A court of the United States shall have power to punish by fine or imprisonment, at its discretion, such contempt of its authority, and none other, as--

(1) Misbehavior of any person in its presence or so near thereto as to obstruct the administration of justice;

(2) Misbehavior of any of its officers in their official transactions;

(3) Disobedience or resistance to its lawful writ, process, order, rule, decree, or command.

[[6]] At least one court of appeals has found that an agency's ability to debar an expert is "not a light penalty in view of the fact that EPA contracts often involve millions of dollars." Bunker-Hill Co. v. EPA, 658 F.2d 1280, 1284 (9th Cir. 1981). Without disagreeing with the court's reasoning, it has been our experience that the need for experts in OSHA inspections is not so frequent and on such a large scale that the prospect of debarment is a reliable deterrent.

[[7]] The Secretary contends that an Owens-Illinois protective order would provide adequate protection to the employers. However in a proceeding before an Administrative Law Judge in E.I. du Pont de Nemours & Co., OSHRC Docket No. 80-4785 (ALJ, Dec. 15, 1982), proceeding terminated by Commission order, 86 OSAHRC ____, (May 23, 1986), when it was alleged that a protective order prohibiting the disclosure of confidential medical information had been violated, the Secretary took the position that the Commission had no jurisdiction to enforce a protective order after the entry of a final order on the underlying citation.

[[8]] Salem's argument that the Secretary is collaterally estopped from using an outside expert plays no part in our decision to overrule Owens-Illinois in part. The doctrine of collateral estoppel has no application where there has been an intervening change in legal principles that renders a prior determination erroneous. Commissioner v. Sunnen, 333 U.S. 591, 599 (1948). World Color Press, the case relied on by Salem, followed Commission precedent established in Reynolds Metal Co., 78 OSAHRC 51/F1, 3 BNA OSHC 1749, 1975-76 CCH OSHD ¶ 20,214 (No. 4385 1975), which restricted the Secretary to the use of federal employees in trade secret inspections unless a good cause showing was made that the presence of an outside expert was necessary. Before this present litigation was brought, World Color Press was overruled in Owens-Illinois, which placed no such restriction on the use of outside experts by the Secretary.
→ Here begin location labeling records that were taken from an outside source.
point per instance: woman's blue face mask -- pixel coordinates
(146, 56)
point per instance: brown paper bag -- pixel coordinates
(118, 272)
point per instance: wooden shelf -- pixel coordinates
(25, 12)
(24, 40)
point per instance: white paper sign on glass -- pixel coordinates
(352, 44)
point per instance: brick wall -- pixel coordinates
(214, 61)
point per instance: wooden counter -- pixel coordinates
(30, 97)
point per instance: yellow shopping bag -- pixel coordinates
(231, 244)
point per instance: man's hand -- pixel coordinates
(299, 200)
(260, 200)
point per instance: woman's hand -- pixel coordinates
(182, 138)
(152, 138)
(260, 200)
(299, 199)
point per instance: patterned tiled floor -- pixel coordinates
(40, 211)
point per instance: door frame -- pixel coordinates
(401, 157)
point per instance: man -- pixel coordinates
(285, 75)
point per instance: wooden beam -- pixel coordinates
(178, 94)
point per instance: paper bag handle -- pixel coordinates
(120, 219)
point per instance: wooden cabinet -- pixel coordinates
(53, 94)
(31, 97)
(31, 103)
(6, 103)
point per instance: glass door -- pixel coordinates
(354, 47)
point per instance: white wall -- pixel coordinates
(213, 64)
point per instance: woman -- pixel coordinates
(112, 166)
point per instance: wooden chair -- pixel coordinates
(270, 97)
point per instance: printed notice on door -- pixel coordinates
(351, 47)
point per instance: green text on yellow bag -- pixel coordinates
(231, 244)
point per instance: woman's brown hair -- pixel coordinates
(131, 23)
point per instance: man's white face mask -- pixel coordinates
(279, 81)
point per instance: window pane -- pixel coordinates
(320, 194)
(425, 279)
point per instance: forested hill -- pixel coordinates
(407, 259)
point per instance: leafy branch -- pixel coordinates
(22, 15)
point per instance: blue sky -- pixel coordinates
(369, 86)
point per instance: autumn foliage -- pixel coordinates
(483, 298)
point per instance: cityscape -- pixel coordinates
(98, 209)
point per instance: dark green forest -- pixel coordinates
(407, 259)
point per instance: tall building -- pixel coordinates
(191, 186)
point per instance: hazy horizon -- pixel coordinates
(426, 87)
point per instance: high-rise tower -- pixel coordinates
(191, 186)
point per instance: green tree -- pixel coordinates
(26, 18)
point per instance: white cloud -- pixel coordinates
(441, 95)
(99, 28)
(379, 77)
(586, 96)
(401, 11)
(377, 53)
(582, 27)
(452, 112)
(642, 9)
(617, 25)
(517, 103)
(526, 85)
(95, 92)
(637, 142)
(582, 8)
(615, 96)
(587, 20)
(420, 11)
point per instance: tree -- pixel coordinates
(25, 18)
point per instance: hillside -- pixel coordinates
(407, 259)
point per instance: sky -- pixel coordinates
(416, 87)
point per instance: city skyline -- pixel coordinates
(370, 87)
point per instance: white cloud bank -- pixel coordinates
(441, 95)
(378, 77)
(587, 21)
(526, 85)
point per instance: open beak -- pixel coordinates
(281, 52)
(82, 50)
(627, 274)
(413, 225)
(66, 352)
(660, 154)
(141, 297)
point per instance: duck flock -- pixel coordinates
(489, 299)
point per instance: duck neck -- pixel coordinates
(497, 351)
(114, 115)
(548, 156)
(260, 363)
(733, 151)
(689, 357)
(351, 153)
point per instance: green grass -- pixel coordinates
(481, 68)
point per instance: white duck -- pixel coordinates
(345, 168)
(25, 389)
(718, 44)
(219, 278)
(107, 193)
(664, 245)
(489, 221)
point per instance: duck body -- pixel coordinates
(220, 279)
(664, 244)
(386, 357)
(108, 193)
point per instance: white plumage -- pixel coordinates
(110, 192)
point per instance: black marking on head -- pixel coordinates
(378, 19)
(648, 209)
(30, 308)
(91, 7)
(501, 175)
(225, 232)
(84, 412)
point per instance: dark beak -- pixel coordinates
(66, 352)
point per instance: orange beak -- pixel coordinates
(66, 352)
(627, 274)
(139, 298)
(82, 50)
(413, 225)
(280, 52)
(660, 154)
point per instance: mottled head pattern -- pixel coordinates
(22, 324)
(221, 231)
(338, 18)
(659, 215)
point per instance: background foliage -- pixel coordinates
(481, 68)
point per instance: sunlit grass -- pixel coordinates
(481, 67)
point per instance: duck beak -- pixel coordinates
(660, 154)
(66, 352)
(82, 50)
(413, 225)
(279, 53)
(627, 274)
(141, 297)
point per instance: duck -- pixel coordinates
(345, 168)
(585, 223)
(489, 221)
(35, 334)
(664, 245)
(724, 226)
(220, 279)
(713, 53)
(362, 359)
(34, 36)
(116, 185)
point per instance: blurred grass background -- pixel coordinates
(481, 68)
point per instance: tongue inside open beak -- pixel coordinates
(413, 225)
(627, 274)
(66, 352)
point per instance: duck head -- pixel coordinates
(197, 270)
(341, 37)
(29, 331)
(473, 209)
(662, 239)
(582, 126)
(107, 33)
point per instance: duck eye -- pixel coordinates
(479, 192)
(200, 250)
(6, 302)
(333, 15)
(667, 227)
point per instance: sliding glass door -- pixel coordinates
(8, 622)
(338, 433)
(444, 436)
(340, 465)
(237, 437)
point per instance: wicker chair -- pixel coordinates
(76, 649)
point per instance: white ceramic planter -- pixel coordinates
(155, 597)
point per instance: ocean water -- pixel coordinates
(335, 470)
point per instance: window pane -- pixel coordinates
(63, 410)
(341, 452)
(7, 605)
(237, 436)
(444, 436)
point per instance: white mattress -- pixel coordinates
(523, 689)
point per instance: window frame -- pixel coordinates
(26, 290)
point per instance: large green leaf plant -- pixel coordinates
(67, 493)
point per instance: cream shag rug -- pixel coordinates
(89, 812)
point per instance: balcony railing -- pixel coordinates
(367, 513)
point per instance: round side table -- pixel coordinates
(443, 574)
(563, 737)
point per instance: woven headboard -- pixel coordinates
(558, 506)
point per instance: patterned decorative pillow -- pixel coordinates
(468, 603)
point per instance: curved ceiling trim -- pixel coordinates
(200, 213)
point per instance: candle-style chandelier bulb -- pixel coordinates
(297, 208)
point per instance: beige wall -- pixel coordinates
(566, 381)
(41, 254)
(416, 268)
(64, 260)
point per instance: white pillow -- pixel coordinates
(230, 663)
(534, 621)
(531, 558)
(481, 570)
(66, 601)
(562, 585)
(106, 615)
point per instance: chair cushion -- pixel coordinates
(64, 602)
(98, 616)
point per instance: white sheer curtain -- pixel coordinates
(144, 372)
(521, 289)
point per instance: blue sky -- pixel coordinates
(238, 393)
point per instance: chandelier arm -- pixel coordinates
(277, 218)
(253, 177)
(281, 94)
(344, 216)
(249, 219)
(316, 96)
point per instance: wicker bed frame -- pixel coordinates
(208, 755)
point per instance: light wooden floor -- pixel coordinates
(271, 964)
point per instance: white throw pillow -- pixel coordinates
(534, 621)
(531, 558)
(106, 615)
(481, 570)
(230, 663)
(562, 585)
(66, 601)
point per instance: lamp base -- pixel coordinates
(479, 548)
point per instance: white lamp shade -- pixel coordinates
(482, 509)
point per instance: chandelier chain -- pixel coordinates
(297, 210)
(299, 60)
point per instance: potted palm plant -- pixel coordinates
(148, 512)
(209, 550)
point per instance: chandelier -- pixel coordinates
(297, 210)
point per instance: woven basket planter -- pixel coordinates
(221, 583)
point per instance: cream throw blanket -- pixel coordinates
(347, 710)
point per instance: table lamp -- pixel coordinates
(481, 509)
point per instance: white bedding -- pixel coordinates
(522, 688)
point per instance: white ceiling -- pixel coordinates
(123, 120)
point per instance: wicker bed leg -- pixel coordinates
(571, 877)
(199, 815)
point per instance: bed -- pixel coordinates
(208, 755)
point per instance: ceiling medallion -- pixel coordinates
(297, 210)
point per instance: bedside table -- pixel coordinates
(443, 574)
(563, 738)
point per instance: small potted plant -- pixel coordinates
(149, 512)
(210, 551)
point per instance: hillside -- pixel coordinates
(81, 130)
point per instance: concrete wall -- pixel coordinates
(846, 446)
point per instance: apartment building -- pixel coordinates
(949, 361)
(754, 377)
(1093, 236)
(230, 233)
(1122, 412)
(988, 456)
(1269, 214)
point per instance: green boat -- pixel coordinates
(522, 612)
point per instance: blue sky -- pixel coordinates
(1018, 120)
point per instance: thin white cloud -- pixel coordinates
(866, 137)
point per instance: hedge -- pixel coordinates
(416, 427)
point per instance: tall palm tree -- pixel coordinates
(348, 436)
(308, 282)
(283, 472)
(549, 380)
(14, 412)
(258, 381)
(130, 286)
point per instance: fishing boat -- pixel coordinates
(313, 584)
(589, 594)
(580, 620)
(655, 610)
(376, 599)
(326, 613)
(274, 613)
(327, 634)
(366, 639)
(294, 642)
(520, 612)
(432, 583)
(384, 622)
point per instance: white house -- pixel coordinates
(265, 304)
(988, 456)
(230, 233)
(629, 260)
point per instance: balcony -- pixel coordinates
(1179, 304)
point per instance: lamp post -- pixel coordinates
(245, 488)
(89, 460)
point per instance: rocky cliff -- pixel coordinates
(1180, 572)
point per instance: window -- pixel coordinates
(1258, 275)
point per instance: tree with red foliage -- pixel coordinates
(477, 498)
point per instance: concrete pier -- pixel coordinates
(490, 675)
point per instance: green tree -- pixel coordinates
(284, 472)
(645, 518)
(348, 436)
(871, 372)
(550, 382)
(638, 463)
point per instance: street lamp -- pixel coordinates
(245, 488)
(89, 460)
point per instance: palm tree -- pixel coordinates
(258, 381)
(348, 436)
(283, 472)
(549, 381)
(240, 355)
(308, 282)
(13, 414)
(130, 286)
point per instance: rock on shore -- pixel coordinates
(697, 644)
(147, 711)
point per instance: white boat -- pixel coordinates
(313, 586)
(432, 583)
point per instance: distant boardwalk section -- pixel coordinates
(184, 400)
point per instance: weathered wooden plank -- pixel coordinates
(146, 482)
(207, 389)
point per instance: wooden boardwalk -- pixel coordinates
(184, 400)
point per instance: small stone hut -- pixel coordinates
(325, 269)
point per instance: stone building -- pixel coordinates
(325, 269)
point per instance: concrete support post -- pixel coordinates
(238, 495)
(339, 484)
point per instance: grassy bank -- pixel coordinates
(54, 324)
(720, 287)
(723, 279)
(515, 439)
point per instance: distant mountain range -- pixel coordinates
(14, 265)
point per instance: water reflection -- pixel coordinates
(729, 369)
[[9]] In the typical case involving an inspection by a nonfederal expert, the administrative law judge would be required to hold a hearing if the Secretary disagreed with the employer's claim that its trade secrets would be jeopardized. If the Secretary does not disagree with employer's claim, or the judge finds that trade secrets are present, the judge would stay the proceedings to allow the Secretary to obtain a warrant or an order in district court.

[[10]] Although the Exxon case arose in the context of a Freedom of Information Act proceeding, it addresses most of the issues that we have wrestled with here. In that case the court declined to enter a declaratory judgement because it would unnecessarily restrict the administrative process. However, the court held that it did have jurisdiction to enter restraining orders prohibiting the government's outside consultants from disclosing information to third parties until after the agency rendered its final administrative decision. Indeed, the court encouraged the parties to submit a consent order "to specifically restrain power of the Court as protection for their interests in this matter with respect to disclosure by these consultants."